Pattern 2: Rate limiting
Sliding window rate limiter in 3 commands:
# Allow 100 requests per minute per user
MULTI
INCR rate:user:1001
EXPIRE rate:user:1001 60
EXEC
# Check: if INCR result > 100, reject request
Pattern 3: Caching with cache-aside
The most common caching pattern:
def get_user(user_id):
# 1. Check cache
cached = redis.get(f"user:{user_id}")
if cached:
return json.loads(cached)
# 2. Cache miss → query database
user = db.query("SELECT * FROM users WHERE id = %s", user_id)
# 3. Populate cache (expire in 5 minutes)
redis.setex(f"user:{user_id}", 300, json.dumps(user))
return user
Pattern 4: Pub/Sub for real-time events
Redis Pub/Sub enables real-time messaging between services:
# Subscriber (listens for messages)
SUBSCRIBE chat:room:42
# Publisher (sends messages)
PUBLISH chat:room:42 "Hello everyone!"
In application code:
# Publisher
redis.publish("notifications", json.dumps({
"type": "new_order",
"order_id": 12345
}))
# Subscriber
pubsub = redis.pubsub()
pubsub.subscribe("notifications")
for message in pubsub.listen():
handle_notification(message)
Pattern 5: Distributed locks
Prevent race conditions across multiple servers:
# Acquire lock (NX = only if not exists, EX = expire)
SET lock:invoice:gen "worker-1" NX EX 30
# Release lock (only if you own it — use Lua script)
Redis Streams — event sourcing and message queues
Streams are Redis's answer to Kafka-style event logs:
# Add events
XADD orders * user_id 1001 product "Widget" qty 3
XADD orders * user_id 1002 product "Gadget" qty 1
# Read latest events
XRANGE orders - + COUNT 10
# Consumer groups (multiple workers)
XGROUP CREATE orders processors $ MKSTREAM
XREADGROUP GROUP processors worker-1 COUNT 5 BLOCK 2000 STREAMS orders >
Streams give you persistent, replayable event logs with consumer groups — perfect for microservices communication.
Performance tips
1. Use pipelining for bulk operations
Instead of 100 round trips, send 100 commands at once:
pipe = redis.pipeline()
for i in range(100):
pipe.set(f"key:{i}", f"value:{i}")
pipe.execute() # Single round trip
2. Choose the right data structure
- Need a counter? →
INCR(not GET + SET) - Need an object? → Hash (not serialized JSON string)
- Need unique items? → Set (not List + dedup logic)
- Need ranking? → Sorted Set (not Sort after query)
3. Set TTL on everything
Memory is finite.
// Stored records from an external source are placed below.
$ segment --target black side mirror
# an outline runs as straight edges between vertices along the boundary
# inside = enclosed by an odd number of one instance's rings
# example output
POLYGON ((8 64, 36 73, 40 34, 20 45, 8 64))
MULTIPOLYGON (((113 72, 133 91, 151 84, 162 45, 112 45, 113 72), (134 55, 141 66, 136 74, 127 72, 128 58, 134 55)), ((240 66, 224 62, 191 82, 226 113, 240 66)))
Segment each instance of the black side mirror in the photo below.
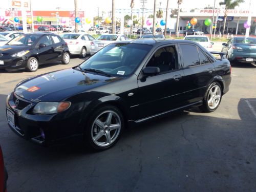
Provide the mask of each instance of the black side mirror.
POLYGON ((159 68, 157 67, 147 67, 142 71, 146 76, 157 75, 160 72, 159 68))
POLYGON ((46 45, 45 45, 45 44, 40 44, 40 45, 39 45, 39 47, 40 48, 42 48, 43 47, 46 47, 46 45))

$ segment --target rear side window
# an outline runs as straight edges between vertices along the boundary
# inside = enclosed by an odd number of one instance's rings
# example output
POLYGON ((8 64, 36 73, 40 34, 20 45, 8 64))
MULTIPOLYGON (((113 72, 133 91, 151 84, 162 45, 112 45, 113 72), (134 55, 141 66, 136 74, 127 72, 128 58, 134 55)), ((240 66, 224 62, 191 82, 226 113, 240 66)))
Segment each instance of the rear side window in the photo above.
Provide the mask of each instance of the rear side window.
POLYGON ((197 48, 192 45, 181 45, 183 68, 200 64, 197 48))

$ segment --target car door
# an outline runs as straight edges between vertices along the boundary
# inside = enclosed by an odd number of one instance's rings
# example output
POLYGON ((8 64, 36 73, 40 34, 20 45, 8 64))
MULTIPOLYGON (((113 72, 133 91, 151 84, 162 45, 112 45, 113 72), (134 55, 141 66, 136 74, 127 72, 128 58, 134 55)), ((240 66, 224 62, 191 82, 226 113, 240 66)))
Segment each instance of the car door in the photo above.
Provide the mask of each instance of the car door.
POLYGON ((188 104, 202 100, 215 75, 215 67, 200 47, 179 44, 184 78, 181 81, 181 96, 188 104))
POLYGON ((183 76, 179 68, 180 59, 176 44, 156 49, 144 68, 157 67, 159 74, 139 76, 139 119, 163 113, 179 106, 181 81, 183 76))

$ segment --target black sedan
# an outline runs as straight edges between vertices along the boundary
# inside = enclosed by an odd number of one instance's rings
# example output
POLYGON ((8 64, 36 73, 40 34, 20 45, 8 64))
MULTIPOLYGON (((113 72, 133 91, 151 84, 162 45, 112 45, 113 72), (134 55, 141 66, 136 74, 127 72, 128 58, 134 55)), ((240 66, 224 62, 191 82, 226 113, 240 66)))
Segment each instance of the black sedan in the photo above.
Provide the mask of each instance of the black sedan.
POLYGON ((68 64, 69 60, 67 43, 53 33, 22 34, 0 48, 0 69, 34 72, 41 64, 57 61, 68 64))
POLYGON ((230 73, 228 60, 192 41, 120 41, 78 66, 19 83, 7 98, 7 120, 37 143, 82 136, 92 147, 106 149, 129 124, 194 105, 215 111, 230 73))

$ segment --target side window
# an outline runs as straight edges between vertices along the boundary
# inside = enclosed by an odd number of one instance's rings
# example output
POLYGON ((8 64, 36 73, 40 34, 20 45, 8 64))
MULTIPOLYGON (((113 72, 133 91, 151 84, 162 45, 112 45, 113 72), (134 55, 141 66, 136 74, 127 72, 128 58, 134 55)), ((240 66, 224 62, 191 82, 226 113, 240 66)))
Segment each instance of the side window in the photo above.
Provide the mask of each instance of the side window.
POLYGON ((157 67, 160 73, 177 69, 178 57, 175 46, 166 47, 158 50, 146 67, 157 67))
POLYGON ((199 57, 200 58, 200 64, 206 64, 209 63, 209 60, 206 57, 203 51, 199 48, 197 48, 198 49, 198 53, 199 53, 199 57))
POLYGON ((183 60, 183 68, 200 65, 197 47, 192 45, 181 45, 183 60))
POLYGON ((45 44, 47 46, 49 46, 52 44, 51 38, 50 38, 49 35, 45 35, 40 39, 39 45, 41 44, 45 44))

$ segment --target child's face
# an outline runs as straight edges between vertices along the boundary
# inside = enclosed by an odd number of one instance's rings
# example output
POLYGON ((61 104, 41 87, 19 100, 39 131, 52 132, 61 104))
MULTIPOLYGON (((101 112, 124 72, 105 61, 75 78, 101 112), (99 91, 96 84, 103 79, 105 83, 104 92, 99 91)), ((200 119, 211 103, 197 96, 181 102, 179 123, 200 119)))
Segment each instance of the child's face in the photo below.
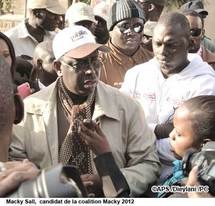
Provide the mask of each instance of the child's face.
POLYGON ((181 159, 194 144, 194 133, 189 111, 185 107, 176 110, 173 118, 174 129, 170 133, 170 144, 176 158, 181 159))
Always set expiration on cache keys:
SET cache:api:result "{...}" EX 300 # 5-minute TTL
4. Use key naming conventions
resource:id:field
user:1001:profile
cache:api:v2:products
session:abc123
queue:emails:pending
Persistence: RDB vs AOF
Redis can persist data to disk for durability:
| Mode | How it works | Trade-off |
|---|---|---|
| RDB | Point-in-time snapshots | Fast recovery, possible data loss |
| AOF | Logs every write operation | Slower, minimal data loss |
| Both | RDB + AOF combined | Best durability |
# In redis.conf
save 900 1 # Snapshot if 1 key changed in 900s
appendonly yes # Enable AOF
appendfsync everysec # Fsync every second
Quick command reference
Need to look up a specific Redis command? Use our Redis Cheat Sheet — it covers 200+ commands organized by data structure with syntax, examples, and one-click copy.
Wrapping up
Redis is far more than a cache. Its data structures map cleanly to real application needs:
- Strings → sessions, counters, simple cache
- Hashes → user profiles, configuration objects
- Lists → queues, activity feeds, recent items
- Sets → tags, unique visitors, relationships
- Sorted Sets → leaderboards, rankings, priority queues
- Streams → event sourcing, message queues
- Pub/Sub → real-time notifications, chat
Start with caching, but don't stop there. Redis can replace several pieces of infrastructure in your stack — and do it all at sub-millisecond speed.